Subscribe to The Chicago Manual of Style Online
Citation, Documentation of Sources
Q. In my work I encounter many European authors who, in academic texts, insist on using “pp.” when subsequently using an “ff.” notation (writing, for instance, “pp. 173ff.”). Setting aside the advisability of using “ff.” as opposed to giving readers a specific page range, I feel quite certain that the abbreviation should be “p.” rather than “pp.” It does, after all, mean “and the following pages.” And one would never say “pages 173 and the following pages.” Yet I can’t find any explicit style-guide help to back me up here so as to silence the protests claiming that “pp.” is proper since multiple pages are being cited. Your thoughts?
A. Either choice is defensible, but we would side with your authors’ preference for “pp.”
The first eleven editions of the Manual (1906 through 1949) included a pair of examples that back up this usage (these examples are from the eleventh edition; the examples in the first ten editions included an equals sign after each opening parenthesis):
pp. 5 f. (page 5 and the following page)
pp. 5 ff. (page 5 and the following pages)
(Note the thin spaces between the numeral and “f.” or “ff.”—recommended in the first eleven editions and represented here with Unicode character number 2009; Chicago now omits that space.)
You’re right that “ff.” is typically interpreted as meaning “and the following pages,” but it’s Latin (it stands for a plural form of the word that survives in English as “folio”), and besides, it’s just a shorthand. If it helps, you can think of “pp. 173ff.” as equivalent to an indeterminate range expressed as “pp. 173–.”

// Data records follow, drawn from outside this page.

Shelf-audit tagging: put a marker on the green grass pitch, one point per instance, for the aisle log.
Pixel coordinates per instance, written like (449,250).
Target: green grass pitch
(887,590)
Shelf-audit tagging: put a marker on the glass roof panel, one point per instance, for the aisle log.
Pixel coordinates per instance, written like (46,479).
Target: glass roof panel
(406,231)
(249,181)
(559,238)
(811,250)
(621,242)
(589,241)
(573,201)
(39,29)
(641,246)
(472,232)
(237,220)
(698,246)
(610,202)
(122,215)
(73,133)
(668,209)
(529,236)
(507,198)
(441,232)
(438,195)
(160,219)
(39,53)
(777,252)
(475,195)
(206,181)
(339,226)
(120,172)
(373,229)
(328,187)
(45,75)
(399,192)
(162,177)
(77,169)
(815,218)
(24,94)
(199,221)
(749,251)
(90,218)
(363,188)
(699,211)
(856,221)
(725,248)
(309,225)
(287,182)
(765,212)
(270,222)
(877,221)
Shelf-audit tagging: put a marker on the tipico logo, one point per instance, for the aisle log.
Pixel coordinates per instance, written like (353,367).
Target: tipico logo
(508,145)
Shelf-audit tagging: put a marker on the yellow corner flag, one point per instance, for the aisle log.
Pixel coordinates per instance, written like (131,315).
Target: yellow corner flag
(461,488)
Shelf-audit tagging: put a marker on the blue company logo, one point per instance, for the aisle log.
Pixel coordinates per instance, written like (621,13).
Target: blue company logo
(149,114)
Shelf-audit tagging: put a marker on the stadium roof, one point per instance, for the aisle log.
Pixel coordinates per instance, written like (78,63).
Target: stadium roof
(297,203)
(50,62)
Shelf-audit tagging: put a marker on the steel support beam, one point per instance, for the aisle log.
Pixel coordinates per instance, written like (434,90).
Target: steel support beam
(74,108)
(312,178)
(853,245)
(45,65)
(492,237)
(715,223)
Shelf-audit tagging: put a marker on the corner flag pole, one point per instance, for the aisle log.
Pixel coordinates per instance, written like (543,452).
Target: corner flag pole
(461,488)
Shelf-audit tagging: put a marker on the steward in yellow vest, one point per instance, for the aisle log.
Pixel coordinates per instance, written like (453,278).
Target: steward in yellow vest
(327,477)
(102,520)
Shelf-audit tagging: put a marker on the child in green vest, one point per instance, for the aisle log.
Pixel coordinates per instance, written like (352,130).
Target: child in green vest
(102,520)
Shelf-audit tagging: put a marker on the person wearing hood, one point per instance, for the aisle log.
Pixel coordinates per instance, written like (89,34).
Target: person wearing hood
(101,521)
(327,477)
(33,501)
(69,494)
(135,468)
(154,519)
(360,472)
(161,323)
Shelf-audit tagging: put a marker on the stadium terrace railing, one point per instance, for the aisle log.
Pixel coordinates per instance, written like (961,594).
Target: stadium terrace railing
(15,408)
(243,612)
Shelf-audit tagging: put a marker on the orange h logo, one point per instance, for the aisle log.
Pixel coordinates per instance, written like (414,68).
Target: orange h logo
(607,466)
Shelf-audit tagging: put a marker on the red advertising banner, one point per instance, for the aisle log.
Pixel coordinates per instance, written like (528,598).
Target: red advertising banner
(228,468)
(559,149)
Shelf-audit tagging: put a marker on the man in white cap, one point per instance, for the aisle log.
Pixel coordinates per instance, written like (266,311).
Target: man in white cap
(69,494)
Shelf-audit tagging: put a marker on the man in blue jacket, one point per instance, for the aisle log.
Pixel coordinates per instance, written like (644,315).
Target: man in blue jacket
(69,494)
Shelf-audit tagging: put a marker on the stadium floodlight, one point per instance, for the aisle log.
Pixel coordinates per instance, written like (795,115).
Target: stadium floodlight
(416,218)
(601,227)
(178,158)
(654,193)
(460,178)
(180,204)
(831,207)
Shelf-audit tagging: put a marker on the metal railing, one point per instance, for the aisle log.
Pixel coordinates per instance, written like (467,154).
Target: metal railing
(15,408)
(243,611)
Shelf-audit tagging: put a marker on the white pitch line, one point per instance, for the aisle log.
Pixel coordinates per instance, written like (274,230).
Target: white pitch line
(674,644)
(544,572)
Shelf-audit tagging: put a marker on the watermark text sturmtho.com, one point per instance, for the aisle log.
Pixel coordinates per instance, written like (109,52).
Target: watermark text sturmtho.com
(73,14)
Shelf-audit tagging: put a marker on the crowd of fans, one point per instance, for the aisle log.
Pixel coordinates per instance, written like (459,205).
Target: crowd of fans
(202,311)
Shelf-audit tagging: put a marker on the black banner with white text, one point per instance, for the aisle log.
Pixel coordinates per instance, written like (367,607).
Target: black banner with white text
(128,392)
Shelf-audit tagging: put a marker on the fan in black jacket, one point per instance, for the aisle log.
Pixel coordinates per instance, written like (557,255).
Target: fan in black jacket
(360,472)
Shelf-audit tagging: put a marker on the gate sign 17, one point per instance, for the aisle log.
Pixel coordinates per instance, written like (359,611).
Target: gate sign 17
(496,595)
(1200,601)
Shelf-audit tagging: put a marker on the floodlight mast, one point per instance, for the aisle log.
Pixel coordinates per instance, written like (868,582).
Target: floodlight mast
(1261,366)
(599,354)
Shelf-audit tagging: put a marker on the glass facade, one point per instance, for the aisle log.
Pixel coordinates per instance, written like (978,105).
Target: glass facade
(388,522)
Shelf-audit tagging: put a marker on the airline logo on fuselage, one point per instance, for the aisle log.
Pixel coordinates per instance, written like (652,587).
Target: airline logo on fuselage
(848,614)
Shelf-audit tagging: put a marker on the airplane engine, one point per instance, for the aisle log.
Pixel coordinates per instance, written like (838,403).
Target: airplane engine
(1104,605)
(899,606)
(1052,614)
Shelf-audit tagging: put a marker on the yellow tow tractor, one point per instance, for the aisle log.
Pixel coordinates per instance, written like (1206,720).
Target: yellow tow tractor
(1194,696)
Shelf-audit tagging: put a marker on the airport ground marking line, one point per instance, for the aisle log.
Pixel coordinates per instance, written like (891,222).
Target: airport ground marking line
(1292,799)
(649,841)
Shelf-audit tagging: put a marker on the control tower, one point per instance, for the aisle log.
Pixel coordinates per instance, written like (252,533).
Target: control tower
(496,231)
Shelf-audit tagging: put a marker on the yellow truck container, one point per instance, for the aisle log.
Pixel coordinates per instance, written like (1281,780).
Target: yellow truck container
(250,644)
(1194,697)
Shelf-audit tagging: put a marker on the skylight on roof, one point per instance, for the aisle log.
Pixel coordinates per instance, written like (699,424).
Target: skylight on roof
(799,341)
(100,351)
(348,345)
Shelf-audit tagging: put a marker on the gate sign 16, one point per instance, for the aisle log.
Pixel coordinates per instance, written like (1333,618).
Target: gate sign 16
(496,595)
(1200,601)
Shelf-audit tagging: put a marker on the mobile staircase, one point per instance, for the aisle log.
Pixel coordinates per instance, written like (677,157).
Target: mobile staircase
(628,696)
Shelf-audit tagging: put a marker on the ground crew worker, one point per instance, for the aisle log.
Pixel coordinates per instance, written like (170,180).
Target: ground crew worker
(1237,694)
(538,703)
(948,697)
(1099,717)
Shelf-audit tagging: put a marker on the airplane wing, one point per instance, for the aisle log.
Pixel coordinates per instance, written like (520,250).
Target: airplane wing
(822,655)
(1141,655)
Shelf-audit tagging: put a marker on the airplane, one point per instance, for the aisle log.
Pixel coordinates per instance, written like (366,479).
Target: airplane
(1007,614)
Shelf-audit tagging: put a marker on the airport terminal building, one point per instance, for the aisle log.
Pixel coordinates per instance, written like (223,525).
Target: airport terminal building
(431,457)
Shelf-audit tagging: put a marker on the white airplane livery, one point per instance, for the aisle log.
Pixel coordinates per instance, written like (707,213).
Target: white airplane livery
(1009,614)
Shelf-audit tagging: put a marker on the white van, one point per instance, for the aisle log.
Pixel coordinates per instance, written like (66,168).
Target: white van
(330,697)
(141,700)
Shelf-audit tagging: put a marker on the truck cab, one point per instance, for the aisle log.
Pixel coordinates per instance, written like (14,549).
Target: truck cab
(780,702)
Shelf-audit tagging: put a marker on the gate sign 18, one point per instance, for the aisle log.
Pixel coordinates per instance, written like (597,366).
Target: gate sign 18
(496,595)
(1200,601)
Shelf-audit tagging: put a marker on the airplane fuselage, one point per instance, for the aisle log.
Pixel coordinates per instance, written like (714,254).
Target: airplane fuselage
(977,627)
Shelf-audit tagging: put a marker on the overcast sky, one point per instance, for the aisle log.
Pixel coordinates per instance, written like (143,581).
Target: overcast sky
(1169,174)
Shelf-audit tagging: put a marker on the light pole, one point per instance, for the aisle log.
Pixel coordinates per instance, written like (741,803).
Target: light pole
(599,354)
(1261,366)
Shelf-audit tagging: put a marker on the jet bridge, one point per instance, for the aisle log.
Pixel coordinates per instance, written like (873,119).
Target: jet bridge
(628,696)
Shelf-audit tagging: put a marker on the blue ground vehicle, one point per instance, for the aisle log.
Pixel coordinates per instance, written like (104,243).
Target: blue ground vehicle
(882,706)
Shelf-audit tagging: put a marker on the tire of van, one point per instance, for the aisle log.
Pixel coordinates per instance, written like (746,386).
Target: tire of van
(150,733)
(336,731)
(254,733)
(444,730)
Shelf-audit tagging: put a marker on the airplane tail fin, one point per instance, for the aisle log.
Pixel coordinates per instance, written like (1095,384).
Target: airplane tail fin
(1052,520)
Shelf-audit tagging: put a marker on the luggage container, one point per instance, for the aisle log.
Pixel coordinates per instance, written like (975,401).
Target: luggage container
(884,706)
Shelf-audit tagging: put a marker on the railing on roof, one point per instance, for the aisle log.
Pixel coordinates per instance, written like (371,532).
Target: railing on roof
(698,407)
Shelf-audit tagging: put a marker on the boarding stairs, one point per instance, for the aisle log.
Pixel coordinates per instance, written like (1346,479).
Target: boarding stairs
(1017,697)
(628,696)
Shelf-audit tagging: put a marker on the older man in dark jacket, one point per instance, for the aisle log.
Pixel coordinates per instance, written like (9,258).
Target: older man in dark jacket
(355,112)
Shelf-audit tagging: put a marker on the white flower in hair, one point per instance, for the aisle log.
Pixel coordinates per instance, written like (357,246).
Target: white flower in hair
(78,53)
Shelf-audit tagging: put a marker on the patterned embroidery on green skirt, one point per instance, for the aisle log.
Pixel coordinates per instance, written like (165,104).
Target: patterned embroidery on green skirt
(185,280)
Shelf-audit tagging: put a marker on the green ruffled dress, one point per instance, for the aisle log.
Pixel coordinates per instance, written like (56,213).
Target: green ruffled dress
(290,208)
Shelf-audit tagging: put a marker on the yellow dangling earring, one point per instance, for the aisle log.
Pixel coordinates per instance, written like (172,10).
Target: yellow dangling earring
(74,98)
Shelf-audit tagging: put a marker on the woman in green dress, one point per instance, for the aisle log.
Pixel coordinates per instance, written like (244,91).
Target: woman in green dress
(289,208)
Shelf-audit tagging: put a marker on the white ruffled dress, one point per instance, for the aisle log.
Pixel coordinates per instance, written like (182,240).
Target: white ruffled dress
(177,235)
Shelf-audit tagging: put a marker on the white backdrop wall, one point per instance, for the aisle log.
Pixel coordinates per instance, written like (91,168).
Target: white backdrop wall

CMOS 17 allows “ff.” in certain cases (though not in an index), but we discourage the singular “f.” because it’s always more helpful simply to include the following page (e.g., 173–74, not 173f.). See CMOS 14.149. And though CMOS no longer includes an example of these abbreviations with “pp.” (our primary recommendation omits “p.” and “pp.” with page numbers in source citations), we defer to the usage established by the earlier editions of the Manual.